Metiner - PKK’nin, dağda kalmayı gerektiren hiçbir amacı olmadığı halde halen elinde silah tutan ve terör faaliyetlerine girişen bir örgüt olması çok ciddi bir sıkıntı kaynağı. Türkiye’de Kürt sorunu çözülürken PKK katkı sunmak yerine çözümü engellemek isteyen bir yapıya büründü. Dolayısıyla önümüzdeki günlerde yapılması gereken şu; eğer PKK demokratik cumhuriyet söyleminden vazgeçmişse, tekrar bağımsız Kürdistan felsefesine dönmüşse, bunu çıkıp deklare etmeli. Silahlı mücadelesini sürdüreceğini açıkça ilan etmeli. Eğer demokratik cumhuriyet söyleminde samimiyse o zaman silahlı güçlerini tasfiye etmeli ve DTP içinde, daha sağduyu ve sorumlu bir tarzda yerini almalı.

Türkiye böyle bir yapılanmayı içine sindirebilir mi?..

Metiner - PKK, DTP üzerinden Türk siyasetine zaten müdahale ediyor. Aslında Türk demokrasisi PKK’yi tolere edecek olgunluğa erişti. PKK’nin de bu olgunluğa yakışır bir tavır içine girmesi gerekir. Bunun için de koşulsuz olarak silahları terk etmesi, toprağa gömmesi gerekir. Örgüt silahları elinde tuttukça DTP de sıkıntı yaşayacaktır. Bu durum Kürt sorunu için de hep engel olacaktır. Bence artık değişmesi, dönüşmesi gereken örgüt PKK’dir.

Örgüt bu süreçte Öcalan’ı daha çok öne çıkarmaya başladı. PKK lider sıkıntısı mı yaşıyor?
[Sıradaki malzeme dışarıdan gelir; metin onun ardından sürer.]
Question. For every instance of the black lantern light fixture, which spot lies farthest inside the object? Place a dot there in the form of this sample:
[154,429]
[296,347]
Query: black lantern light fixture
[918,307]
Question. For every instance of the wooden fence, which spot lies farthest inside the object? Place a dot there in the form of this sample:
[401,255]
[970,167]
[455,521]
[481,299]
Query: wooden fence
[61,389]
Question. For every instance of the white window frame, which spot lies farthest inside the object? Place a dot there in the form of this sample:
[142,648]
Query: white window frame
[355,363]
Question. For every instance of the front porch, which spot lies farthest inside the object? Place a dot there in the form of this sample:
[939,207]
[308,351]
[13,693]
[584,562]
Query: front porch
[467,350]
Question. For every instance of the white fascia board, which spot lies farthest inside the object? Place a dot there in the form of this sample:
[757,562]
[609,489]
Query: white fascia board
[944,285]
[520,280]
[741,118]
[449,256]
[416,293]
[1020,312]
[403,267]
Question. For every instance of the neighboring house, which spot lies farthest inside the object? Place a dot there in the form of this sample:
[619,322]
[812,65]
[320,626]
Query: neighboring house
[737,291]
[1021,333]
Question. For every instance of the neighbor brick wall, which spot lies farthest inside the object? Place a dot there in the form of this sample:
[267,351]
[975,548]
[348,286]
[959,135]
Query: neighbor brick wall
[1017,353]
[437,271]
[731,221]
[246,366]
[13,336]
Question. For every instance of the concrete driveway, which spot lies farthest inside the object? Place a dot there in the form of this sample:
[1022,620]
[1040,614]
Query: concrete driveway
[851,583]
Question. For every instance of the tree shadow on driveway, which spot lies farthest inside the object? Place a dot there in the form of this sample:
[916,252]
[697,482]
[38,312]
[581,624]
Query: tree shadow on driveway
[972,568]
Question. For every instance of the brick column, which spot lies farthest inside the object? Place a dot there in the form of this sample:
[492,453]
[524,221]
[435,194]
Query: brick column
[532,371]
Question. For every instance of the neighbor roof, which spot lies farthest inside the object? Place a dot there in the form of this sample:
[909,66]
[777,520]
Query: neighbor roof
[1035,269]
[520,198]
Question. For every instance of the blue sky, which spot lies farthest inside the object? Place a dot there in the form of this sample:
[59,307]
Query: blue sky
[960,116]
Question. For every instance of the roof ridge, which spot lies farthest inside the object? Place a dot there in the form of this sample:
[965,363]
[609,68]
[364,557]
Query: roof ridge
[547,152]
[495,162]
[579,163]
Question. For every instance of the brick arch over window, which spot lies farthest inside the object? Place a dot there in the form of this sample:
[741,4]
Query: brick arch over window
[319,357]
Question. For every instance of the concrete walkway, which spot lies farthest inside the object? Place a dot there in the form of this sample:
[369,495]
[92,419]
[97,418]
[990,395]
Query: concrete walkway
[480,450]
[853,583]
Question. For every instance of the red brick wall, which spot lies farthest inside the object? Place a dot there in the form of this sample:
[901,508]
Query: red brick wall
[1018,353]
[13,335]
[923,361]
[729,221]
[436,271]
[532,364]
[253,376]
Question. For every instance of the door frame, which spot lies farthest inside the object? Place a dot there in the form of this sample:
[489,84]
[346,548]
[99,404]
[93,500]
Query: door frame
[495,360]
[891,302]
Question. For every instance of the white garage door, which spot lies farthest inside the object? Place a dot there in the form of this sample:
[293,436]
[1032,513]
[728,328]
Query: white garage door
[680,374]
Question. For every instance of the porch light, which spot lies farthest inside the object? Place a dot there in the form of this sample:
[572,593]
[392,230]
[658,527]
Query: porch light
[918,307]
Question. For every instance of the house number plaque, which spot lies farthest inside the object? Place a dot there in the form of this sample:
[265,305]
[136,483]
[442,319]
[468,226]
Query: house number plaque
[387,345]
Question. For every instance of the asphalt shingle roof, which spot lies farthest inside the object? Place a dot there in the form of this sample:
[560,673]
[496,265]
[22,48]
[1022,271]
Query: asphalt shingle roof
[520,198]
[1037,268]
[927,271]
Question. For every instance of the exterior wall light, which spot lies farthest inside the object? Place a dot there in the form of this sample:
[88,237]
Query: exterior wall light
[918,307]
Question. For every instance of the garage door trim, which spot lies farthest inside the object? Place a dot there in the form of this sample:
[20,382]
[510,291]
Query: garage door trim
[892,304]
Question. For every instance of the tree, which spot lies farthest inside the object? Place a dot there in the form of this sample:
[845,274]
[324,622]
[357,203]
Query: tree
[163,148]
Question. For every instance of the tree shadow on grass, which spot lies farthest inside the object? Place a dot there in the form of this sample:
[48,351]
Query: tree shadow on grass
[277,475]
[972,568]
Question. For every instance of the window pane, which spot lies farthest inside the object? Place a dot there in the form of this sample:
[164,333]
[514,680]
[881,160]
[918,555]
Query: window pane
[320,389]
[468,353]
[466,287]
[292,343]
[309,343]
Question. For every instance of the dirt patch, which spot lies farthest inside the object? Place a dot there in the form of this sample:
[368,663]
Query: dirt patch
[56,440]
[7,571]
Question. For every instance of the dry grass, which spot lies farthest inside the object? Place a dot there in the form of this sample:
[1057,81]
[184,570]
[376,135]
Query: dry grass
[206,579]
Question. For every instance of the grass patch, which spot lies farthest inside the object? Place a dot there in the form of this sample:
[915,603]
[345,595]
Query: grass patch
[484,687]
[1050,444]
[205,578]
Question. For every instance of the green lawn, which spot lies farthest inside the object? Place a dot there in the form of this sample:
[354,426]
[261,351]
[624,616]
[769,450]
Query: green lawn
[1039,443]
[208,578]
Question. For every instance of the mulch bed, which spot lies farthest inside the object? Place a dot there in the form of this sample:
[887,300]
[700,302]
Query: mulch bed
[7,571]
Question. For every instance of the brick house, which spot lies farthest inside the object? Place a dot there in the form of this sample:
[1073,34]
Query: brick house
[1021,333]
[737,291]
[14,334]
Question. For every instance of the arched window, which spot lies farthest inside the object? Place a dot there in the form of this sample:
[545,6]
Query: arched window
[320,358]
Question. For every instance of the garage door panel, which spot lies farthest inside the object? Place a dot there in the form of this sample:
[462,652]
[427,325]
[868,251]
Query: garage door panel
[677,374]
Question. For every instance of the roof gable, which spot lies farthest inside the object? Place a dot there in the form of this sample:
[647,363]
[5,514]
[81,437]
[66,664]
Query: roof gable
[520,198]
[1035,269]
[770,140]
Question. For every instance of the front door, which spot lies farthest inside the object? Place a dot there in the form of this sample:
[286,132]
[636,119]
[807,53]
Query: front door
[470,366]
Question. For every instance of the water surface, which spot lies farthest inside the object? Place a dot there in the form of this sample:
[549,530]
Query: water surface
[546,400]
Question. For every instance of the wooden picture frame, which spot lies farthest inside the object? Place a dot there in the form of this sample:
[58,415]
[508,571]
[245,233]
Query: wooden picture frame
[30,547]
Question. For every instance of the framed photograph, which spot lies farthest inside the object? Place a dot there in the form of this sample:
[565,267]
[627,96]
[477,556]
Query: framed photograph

Metiner - Örgüt kendisini yaşatmak için lider kültürüne ihtiyaç duyuyor. Öcalan’ı yücelterek kendilerini yaşatabileceklerini sanıyorlar. Ancak örgüt içinde ciddi bir çözülme de var. Şiddet yanlılarıyla barış yanlıları arasında ciddi bir kapışma yaşanıyor. PKK içinde de DTP içinde de, örgütün sürece ciddi bir yanıt bulamadığına inanan kesimler var. Kendi içlerinde zihni ayrışma içindeler. Şiddet onları bir arada tutuyor ama zihinleri çoktan bulandı. Karmaşa yaşıyorlar. PKK bugün, Kürt davası, bağımsız Kürt ideali yerine Öcalan’ın özgürlüğü için mücadele eden bir konuma dönüşmüştür. Bütün olay Öcalan bırakılırsa her şey biter şeklindeki bir hedefe dönüştürüldü. Bu hedef Kürt davası değildir. Kürtlüğü her şeyin önünde tutan bir anlayış şunu der: “Öcalan da PKK de olsun ama ne olursa olsun Kürt sorunu çözülsün.’ Ama örgütün mantığı şu şekilde süreci tıkıyor: “Benimle sorunu çözmezseniz, Öcalan’a serbestlik tanımazsanız size bu sorunu çözdürtmem.” Bu PKK’nin kendi örgütsel varlığını Kürtlerin üzerinde tutan bir yaklaşımdır. Bence PKK’nin en büyük açmazlarından biri de bu yaklaşımdır.
 

Uğursuz rolün öncüsü

PKK, ABD, Irak ve Türkiye’nin koordinasyonuyla oluşturulan üçlü mekanizmanın müdahalesi sırasında nasıl bir yol izleyebilir?

Metiner - Önümüzdeki süreçte PKK’nin ne yapacağını kestirmek zordur. Ancak üçlü mekanizmanın başarılı olma şansı çok yüksek. Görünen o ki Türkiye o sürecin destekçilerinden biri. Eğer ABD, AB ve Kürtlerin mutabakatıyla ortaya çıkan bu silahsızlandırma projesi ilerlerse örgüt dağla sınırlı kalacaktır.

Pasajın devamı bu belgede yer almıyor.